All farbrengens include songs (a niggun) and speech, the speaker taking breaks for song.

Generally speaking, there are three possible formats for a farbrengen:
- The Rebbe (most recently Rabbi Menachem Mendel Schneerson at 770 in Brooklyn, New York) would sit at the head, speak in Yiddish, lead a wordless melody, and then answer the L'chaim, a toast (on small cups of kosher wine), as it was offered by each person in the room. He made eye contact, nodded, and then moved along the sea of faces to the next person.
 It is not customary for Chabad Rebbes to distribute their shirayim (leftovers) to those assembled, and thus this gathering is never referred to as a tish.
- A mashpia or similar community leader leads the farbrengen in a public setting, such as at the synagogue. The role of the speaker is to educate and transmit a Chasidic educational message to the participants.
- Several Hasidim gather together to discuss matters of divine service in a very intimate, serious, individualised, but informal way. There is no main speaker.

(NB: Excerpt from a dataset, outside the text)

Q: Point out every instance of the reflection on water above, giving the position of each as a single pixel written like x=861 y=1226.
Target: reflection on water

Farbrengens are customarily gender-segregated; most commonly nowadays this is done through separate farbrengens for each gender, although the Rebbe hosted farbrengens with both genders present but the women in a separate section where he could not see them. A women's farbrengen is nowadays a farbrengen for women only, although the Rebbe hosted at least one in which the women sat in the men's section while the men sat in the out-of-view women's section.

==Meaning of a farbrengen==
The Alter Rebbe related that a "note fell down from the Heavens," containing the following: "What a Hasidic farbrengen can achieve, even the angel Michael cannot achieve". However, in popular speech, most chasidim attribute the saying to Rav Hillel Paritcher. This power stems from the idea that when God, regarded as our father, sees that His children are sitting together in unity and love, He is then aroused with a desire to fulfill all their requests, even those of which they would not be worthy via normal means, such as via the advocacy of Michoel, the defending angel of the Jewish people. Indeed, Chasidic tradition includes many stories of people who were saved by taking part in a farbrengen and being thereby blessed.

Farbrengen literally means "get together". It is called this name so the evil inclination will be fooled to think that this is just like any other get together and will not be on guard and try to get the person to ignore the inspiration of the gathering.

There is a Chabad Chasidic saying "when two get together to talk of their spiritual failings, it is two Godly souls vs. one animal soul." The reasoning is, the Godly souls are selfless and are more than happy to unite and help each other in the spiritual failing at hand. However, the animal soul is innately selfish and thus each animal soul will not join forces. Thus, at a farbrengen, when Chassidim get together to inspire one another, they have the help of each other's Godly souls, greatly out-numbering the animal souls.